Yerlilik ve millilik vurgusuyla inşa edilen yeni ideolojik tartışmanın çekim gücündeki artış gözle görülür nitelikte. Bu artışı siyasetin güncel sorunlarından bağımsız olarak açıklamak da mümkün gözükmüyor. Görünürde bu tartışmayla, FETÖ ve benzerlerine karşı ilan edilen milli seferberliğin ideolojik harcı karılıyor. Bu harçla devlet şiddetine maruz kalanları belirleyen ölçütlerin meşruiyet zemini döşeniyor.

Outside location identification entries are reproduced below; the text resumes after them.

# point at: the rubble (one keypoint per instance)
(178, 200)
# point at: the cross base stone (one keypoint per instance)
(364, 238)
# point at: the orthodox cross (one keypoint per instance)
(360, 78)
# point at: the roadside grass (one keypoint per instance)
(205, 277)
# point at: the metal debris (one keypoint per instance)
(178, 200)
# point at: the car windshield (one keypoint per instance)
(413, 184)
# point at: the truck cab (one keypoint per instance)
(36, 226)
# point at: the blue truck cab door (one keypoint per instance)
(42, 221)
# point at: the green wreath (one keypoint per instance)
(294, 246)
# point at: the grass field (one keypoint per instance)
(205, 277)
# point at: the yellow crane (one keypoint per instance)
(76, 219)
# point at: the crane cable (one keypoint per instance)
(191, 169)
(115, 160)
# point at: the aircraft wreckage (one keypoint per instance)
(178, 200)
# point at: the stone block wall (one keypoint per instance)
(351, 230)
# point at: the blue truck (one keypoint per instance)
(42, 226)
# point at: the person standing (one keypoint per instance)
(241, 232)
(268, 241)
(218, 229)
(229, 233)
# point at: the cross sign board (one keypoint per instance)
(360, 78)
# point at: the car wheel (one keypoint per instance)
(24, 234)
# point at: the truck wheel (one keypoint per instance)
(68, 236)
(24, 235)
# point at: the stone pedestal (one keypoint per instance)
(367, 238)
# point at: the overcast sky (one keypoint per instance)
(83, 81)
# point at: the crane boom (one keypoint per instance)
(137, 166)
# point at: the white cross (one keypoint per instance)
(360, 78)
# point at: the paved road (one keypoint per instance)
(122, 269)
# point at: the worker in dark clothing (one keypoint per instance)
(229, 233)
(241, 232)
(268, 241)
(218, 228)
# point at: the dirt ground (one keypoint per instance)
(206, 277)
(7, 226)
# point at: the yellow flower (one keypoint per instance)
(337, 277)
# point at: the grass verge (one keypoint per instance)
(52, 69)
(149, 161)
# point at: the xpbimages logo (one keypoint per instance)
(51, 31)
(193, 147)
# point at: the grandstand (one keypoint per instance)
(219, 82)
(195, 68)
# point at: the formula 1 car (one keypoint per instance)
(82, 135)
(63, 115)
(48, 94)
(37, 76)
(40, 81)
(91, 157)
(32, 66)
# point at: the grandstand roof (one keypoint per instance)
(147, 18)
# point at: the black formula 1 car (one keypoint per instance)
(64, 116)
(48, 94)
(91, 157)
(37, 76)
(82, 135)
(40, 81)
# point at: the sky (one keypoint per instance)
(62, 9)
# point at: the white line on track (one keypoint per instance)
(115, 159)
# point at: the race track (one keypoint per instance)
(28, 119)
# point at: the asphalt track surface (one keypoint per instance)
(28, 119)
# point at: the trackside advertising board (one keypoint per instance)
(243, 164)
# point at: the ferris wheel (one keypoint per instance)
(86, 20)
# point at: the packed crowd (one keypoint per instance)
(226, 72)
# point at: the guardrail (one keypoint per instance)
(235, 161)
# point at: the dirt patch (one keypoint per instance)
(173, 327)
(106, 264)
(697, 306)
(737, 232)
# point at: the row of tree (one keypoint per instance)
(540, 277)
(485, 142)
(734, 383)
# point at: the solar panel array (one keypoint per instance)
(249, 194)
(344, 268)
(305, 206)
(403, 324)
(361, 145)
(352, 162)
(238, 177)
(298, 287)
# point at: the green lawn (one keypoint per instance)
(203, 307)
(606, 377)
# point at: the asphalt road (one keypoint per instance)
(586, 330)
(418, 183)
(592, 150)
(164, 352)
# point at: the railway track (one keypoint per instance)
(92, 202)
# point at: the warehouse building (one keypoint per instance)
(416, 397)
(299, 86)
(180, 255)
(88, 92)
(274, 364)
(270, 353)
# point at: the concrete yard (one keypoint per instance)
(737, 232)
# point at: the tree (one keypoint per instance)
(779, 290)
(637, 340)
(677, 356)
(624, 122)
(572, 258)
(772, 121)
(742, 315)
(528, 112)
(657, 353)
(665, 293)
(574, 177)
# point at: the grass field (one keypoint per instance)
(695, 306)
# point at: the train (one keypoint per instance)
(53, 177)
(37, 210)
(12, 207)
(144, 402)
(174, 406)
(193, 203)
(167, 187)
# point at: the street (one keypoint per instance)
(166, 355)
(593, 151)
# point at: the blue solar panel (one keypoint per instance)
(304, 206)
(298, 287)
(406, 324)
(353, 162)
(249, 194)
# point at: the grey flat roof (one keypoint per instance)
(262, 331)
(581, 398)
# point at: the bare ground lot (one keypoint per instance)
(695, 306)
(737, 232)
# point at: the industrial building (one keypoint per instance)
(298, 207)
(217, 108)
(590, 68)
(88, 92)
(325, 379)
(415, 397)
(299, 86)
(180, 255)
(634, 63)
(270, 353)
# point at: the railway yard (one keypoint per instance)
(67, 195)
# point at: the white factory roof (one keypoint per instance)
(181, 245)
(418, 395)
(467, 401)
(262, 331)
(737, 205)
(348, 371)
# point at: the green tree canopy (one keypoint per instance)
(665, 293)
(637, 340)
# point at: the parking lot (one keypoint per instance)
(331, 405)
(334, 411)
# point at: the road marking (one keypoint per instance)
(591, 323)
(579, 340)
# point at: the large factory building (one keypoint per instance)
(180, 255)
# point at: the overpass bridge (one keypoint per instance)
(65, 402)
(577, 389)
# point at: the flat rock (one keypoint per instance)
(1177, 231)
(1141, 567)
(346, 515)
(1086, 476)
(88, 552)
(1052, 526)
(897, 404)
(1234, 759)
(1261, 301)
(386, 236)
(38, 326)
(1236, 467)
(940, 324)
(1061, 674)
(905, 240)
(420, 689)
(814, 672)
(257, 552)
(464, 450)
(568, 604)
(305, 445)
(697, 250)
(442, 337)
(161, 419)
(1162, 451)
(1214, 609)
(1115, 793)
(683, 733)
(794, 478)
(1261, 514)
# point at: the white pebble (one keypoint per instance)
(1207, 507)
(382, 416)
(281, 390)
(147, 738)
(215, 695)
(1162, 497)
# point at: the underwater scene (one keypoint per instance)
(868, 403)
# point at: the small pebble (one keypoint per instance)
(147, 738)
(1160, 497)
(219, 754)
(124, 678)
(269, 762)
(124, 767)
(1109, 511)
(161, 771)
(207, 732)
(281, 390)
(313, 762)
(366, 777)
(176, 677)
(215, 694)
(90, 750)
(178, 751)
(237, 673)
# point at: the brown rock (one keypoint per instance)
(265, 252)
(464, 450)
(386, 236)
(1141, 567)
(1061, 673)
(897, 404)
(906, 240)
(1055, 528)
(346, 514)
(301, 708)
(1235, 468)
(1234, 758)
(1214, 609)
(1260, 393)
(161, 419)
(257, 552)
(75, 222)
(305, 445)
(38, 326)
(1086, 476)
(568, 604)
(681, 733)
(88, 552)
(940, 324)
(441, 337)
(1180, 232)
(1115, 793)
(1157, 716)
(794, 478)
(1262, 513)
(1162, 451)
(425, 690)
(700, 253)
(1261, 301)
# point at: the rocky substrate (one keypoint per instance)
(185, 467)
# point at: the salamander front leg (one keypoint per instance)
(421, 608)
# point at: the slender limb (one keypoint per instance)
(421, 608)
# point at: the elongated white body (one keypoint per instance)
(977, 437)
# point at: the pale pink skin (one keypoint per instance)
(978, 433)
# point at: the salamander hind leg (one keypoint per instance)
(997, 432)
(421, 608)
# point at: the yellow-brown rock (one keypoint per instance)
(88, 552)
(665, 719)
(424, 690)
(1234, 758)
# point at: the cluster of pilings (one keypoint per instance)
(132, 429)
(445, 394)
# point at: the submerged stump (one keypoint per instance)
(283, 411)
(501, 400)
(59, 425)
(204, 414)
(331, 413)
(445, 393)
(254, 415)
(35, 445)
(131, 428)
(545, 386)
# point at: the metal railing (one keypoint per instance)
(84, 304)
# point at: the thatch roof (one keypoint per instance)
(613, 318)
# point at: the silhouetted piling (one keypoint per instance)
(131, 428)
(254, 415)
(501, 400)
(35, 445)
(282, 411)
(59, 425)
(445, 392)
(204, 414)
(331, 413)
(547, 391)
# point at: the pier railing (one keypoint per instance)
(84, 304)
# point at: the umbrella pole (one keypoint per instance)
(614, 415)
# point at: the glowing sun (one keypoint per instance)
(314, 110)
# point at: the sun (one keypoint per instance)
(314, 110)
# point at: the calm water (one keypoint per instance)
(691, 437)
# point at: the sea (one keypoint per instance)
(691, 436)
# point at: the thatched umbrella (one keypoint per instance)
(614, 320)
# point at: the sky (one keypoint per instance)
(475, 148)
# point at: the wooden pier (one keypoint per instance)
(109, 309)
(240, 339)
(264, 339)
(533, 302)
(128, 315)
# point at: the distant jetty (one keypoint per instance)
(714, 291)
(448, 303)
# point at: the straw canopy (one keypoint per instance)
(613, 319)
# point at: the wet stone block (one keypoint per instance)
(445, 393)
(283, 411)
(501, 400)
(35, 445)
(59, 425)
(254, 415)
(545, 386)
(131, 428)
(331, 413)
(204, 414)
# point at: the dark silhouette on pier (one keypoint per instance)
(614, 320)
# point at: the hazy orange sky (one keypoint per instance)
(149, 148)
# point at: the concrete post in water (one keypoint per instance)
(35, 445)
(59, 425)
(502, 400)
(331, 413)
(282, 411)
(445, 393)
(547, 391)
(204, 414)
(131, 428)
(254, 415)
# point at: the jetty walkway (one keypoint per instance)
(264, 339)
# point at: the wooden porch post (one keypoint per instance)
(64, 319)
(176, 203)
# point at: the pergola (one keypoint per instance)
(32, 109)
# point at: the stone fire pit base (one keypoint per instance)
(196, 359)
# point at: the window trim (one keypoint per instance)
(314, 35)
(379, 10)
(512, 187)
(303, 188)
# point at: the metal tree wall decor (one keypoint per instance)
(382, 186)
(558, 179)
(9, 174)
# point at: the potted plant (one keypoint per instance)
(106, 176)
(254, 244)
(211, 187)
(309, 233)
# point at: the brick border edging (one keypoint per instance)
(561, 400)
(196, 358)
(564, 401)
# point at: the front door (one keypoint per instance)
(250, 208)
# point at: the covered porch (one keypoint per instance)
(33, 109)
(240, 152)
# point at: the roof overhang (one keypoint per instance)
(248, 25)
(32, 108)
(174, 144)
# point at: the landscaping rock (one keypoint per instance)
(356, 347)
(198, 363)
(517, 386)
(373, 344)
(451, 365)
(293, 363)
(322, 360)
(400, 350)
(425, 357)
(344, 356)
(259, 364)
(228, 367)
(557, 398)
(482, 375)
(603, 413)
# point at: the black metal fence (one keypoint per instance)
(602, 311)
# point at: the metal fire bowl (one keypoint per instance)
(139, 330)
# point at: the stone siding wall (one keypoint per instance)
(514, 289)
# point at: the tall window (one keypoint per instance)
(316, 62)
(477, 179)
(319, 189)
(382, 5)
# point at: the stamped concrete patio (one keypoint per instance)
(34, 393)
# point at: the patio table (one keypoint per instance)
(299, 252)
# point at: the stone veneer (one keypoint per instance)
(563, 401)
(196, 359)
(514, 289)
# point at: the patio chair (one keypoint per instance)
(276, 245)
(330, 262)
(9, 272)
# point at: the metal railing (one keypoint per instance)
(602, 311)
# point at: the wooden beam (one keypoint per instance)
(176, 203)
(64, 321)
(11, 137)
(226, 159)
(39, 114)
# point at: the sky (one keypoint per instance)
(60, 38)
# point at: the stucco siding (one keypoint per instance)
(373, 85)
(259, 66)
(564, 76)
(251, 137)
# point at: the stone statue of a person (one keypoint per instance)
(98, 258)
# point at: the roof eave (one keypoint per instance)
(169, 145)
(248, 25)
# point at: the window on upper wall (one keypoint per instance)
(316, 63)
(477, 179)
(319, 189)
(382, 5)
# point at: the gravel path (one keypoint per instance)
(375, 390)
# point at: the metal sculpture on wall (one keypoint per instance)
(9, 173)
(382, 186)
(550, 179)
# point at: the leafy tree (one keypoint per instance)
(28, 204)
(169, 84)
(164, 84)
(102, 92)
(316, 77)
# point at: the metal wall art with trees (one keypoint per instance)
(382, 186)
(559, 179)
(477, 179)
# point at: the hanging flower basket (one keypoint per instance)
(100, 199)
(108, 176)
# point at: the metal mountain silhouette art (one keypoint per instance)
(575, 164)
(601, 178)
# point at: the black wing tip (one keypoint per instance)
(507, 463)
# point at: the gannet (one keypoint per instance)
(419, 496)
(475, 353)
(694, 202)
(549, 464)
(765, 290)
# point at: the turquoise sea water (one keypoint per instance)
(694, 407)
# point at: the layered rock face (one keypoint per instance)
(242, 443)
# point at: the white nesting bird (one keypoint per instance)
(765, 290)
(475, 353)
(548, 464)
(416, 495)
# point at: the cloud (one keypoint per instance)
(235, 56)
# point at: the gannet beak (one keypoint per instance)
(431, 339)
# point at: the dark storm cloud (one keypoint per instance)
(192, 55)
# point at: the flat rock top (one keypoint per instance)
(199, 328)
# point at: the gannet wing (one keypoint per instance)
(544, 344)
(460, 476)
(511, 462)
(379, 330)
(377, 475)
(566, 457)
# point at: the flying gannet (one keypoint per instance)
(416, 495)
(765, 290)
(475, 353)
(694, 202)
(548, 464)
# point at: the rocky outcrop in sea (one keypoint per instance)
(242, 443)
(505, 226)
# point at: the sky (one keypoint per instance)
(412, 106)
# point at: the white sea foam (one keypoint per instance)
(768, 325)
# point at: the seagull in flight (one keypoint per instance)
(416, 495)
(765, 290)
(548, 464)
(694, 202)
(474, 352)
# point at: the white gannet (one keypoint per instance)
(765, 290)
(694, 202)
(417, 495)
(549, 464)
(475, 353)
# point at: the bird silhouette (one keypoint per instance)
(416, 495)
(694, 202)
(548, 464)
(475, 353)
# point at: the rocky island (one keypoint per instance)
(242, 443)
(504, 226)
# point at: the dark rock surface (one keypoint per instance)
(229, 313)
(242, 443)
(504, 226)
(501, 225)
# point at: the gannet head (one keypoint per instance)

Ancak tüm bu çabaların sadece devlete yönelik dönemsel tehditleri bertaraf etme gayesiyle sınırlı olmadığı da açık. Çünkü yerli ve milli olmak, ekonomiden eğitime, ibadetten spora kadar her alanda düzenleyici bir ilke olarak sunuluyor. AKP’nin referandumlar aracılığıyla elde ettiği kazanımlar da bu gibi düzenlemeler yoluyla sağlama alınmış oluyor. Bu açıdan söz konusu tartışma, devleti savunmaktan çok, yeniden inşa etme amacına hizmet ediyor.

Başlatılan yeniden inşa sürecinin kilit taşı olma görevini yerlilik ifa ediyor. Hatta millilik bile, anlamını yerli olmanın modern ulus devletlere özgü bir biçimi olmaktan alıyor. İktidar bugüne kadar ecdat, millet, fıtrat, yabancı, üst-akıl gibi terimler aracılığıyla iş gören bir yerlilik dili kurmayı başarabildi. Bu dilin sunduğu esnek yorum imkanlarından da sonuna kadar faydalandı. Elbette, uç noktalara ulaşan tüm diğer deneyimlerde olduğu gibi, sonuçta başladığı yerin tersi olan noktalara vardı. Yeri geldi “Kopenhag standartları Ankara standartları olacak!” dedi, yeri geldi “değerli yalnızlık” politikası izledi. Bir gün Gazze’ye gemi gönderdi, bir başka gün “Giderken bana mı sordunuz?” dedi. Bütün bu karşıt uçlar arasındaki mesafe hep yerli topluluğun ortak menfaatleri gerekçe gösterilerek kat edildi. Halkın dilinden anlayan ve onun gerçek yararının ne olduğunu bilen içimizden birinin bakış açısına dayanması, yani yerli bir liderlik vurgusu tüm bu sorunların üstünü kapattı.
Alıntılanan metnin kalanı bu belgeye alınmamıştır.